The market regulator has also asked top 250 listed firms by market capitalisation to clarify on market rumours with effect from April 1, 2024.

"Market rumours to be verified and confirmed, denied or clarified, as the case may be," SEBI said.

On disclosure of material events or information by listed entities, the market watchdog said its board has approved the introduction of a quantitative threshold for determining 'materiality' of events or information.

SEBI also said that material events or information for which decisions have been taken in the meeting of the board of directors must be disclosed to exchanges within 30 minutes.

"Stricter timeline for disclosure of material events / information for which decision has been taken in the meeting of the board of directors (within 30 minutes) and which are emanating from within the listed entity (within 12 hours)," the regulator said.

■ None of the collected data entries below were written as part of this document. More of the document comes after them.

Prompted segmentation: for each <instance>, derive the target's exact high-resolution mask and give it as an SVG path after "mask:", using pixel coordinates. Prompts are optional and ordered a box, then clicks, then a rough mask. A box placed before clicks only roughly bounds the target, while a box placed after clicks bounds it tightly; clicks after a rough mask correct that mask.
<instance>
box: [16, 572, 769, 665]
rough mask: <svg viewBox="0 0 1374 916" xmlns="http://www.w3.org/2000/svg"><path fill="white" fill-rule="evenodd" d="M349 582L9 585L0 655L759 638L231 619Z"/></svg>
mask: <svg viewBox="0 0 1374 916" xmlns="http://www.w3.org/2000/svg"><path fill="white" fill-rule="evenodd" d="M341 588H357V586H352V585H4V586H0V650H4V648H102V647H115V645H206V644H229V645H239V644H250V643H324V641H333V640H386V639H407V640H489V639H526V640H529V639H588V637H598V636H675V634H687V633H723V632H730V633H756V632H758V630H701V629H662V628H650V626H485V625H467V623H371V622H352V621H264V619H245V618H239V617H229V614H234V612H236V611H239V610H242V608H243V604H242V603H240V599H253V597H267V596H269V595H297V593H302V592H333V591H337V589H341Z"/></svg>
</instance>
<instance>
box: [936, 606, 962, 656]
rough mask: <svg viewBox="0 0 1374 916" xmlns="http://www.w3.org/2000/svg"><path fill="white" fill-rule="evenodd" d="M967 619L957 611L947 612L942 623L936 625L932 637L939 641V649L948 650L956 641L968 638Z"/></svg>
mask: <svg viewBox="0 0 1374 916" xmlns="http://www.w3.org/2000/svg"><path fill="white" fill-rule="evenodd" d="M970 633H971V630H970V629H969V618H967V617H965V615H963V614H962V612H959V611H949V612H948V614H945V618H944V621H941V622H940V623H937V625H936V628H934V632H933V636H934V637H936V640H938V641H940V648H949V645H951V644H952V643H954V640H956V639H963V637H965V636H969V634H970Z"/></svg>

SEBI has also streamlined timeline for submission of first financial results by newly listed entities. "The timeline for submission of first financial results by newly-listed entities has been streamlined in order to overcome the challenges in immediate submission of financial results post listing and to ensure that there is no omission in submission of financial results," SEBI said.

The market regulator also issued directions on the timeline to fill up vacancies of directors and other officials of listed entities. "Listed entities shall be required to fill up the vacancy of Directors, Compliance Officer, Chief Executive Officer and Chief Financial Officer within a period of three months from the date of such vacancy, to ensure that such critical positions are not kept vacant," SEBI said.

In order to improve governance and transparency to investors with respect to transactions involving conflict of interest, the SEBI board has approved a proposal to mandate obtaining approval of 75% of investors by value, for buying or selling of investments potentially involving conflict of interest. The provision would cover transactions by an Alternative Investment Funds (AIF), from or to, associates of AIF, or schemes of AIFs managed or sponsored by the manager or sponsor or their associates, or an investor who has commitment to the extent of more than 50% of the corpus of the scheme of AIF, the market regulator said.

The SEBI board has also approved a framework to provide for an institutional mechanism for prevention and detection of fraud or market abuse by stock brokers.